En la memoria colectiva –si existiera tal engendro– Adolf Hitler sería un bigote y una cámara de gas; Julio César una corona de laurel, las traducciones de La guerra de las Galias en segundo de BUP y el archienemigo de Astérix; Churchill un puro obsceno y el discurso de los humores del sacrificio; Juan Carlos I los elefantes –el blanco del 23-F y el negro de Botswana–; y Josef Stalin cincuenta millones de muertos. Los hombres pesados de la política llevan asociados un par de conceptos, hitos o frases, y por muy extensa que haya sido su obra la historia la jibariza a poco más que un eslogan. Funciona también con los nombres más modestos: Felipe es sinónimo de corrupción, Suárez cuatro palabras de Ónega, Aznar dos fotos –Perejil y las Azores–, y Zapatero la ruina.
Don Mariano Rajoy quizá hubiera preferido pasar al mármol como el hombre que evitó el rescate económico, que le comparasen con Churchill por algo más que por los puros, que le agradecieran este liderazgo total de su partido en España, con cuotas de poder nunca alcanzadas o, por lo menos, que le recordaran como el líder que salvó al sistema del colapso, aunque para ello sacrificara a las clases medias como los aztecas inmolaban a sus enemigos, sin piedad.
Pero nada de eso. De hecho es probable que añore cuando se le señalaba como el vidente de los hilillos de plastilina del Prestige, o el vicepresidente de la guerra de Irak. Preferirá cualquier cosa antes que el cartel definitivo con el que se va a quedar grabado en la memoria: el hombre de la amnistía. Mañana –es decir, el lustro que viene–, pensar en Rajoy será recordar las cárceles abiertas de par en par, y un tropel de criminales saliendo a la calle como si se estuviera filmando una película de Batman. Porque la infamia de estos días no acaba aquí, se acrecentará con cada crimen de los amnistiados, con cada nueva violación de esos monstruos a quienes la indignidad del Gobierno les ha devuelto la libertad, el derecho a decidir cuando matarnos.

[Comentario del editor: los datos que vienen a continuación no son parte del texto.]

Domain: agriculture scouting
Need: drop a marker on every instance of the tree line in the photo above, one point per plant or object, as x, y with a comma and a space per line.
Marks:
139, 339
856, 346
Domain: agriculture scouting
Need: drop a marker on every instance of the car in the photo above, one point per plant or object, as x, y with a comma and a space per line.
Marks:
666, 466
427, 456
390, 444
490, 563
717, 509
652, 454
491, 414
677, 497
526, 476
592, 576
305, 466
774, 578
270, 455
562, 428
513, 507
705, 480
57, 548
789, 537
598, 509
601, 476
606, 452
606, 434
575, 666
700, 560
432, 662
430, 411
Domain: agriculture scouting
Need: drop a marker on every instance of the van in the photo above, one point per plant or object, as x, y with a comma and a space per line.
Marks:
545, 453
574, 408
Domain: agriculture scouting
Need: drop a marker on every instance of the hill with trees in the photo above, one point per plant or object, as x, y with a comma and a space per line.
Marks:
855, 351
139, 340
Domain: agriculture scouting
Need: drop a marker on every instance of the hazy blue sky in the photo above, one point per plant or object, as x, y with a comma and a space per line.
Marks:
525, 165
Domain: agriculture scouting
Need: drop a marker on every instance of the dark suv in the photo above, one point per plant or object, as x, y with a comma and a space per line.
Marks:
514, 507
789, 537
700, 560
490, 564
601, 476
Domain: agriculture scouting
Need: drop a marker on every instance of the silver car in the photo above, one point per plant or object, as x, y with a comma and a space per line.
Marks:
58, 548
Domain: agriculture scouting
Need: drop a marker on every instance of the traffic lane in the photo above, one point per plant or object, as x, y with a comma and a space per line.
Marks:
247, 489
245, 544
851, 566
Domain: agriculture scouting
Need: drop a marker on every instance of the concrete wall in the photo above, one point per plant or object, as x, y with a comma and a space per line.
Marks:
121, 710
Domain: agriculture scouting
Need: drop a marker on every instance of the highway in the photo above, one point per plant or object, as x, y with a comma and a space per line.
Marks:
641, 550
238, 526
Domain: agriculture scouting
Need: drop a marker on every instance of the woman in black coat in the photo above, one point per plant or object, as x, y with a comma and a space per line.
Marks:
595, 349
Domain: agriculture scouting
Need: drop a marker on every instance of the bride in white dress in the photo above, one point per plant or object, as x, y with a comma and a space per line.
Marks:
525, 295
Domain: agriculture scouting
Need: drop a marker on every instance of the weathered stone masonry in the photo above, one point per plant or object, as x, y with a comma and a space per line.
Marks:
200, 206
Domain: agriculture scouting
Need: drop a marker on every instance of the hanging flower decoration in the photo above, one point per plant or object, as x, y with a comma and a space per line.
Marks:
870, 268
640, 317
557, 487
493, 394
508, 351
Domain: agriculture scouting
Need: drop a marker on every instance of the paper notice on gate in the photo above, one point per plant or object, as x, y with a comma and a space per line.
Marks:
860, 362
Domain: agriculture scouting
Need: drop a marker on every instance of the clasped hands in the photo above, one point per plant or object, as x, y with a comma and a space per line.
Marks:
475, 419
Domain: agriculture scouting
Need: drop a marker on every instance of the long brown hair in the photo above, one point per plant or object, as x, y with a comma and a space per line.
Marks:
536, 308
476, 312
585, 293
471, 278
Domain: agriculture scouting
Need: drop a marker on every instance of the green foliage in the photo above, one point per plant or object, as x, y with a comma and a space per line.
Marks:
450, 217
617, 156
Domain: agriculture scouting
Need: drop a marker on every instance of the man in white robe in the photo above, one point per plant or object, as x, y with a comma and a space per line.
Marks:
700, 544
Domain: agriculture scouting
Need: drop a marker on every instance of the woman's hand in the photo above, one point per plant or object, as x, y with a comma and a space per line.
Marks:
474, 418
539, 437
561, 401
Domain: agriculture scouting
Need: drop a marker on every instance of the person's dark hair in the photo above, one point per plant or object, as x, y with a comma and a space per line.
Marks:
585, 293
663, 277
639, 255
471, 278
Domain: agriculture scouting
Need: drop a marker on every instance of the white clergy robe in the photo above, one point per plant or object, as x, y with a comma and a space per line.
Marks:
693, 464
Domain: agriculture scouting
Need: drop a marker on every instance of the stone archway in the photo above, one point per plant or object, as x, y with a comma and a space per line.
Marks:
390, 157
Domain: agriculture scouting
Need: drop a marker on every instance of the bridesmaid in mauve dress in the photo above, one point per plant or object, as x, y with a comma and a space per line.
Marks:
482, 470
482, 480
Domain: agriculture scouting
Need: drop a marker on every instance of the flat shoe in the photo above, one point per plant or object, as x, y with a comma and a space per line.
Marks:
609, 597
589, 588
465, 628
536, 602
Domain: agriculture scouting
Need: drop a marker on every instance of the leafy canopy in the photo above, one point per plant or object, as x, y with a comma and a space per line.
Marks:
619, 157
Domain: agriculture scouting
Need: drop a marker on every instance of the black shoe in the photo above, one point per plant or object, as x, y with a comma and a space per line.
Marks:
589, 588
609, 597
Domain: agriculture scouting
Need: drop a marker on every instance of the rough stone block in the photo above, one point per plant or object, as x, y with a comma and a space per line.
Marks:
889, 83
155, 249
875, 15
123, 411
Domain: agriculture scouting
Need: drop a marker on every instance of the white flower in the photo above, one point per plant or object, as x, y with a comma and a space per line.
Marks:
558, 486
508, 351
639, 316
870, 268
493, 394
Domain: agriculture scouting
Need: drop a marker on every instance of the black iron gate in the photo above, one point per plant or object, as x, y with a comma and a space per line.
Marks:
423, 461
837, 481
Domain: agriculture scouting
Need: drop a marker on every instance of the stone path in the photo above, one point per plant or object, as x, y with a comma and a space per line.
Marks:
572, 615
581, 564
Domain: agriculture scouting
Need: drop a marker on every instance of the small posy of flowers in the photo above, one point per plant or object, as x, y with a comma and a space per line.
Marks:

¿Había que cumplir la sentencia de Estrasburgo? No. No es verdad. Ni Obama, ni Cameron, ni siquiera el mediocre Hollande hubiera consentido cosa semejante. En el poder inmenso del Estado encontrarían desde argumentos jurídicos hasta la política de hechos consumados, la que practican los Gobiernos soberanos.
Ahora dice Gallardón –a quien recordarán los madrileños del siglo XXII, por la deuda– que observa indicios de criminalidad en los fastos de recibimiento a los etarras. Puede ser, pero es un delito menor comparado con las evidencia criminal de permitir esta amnistía.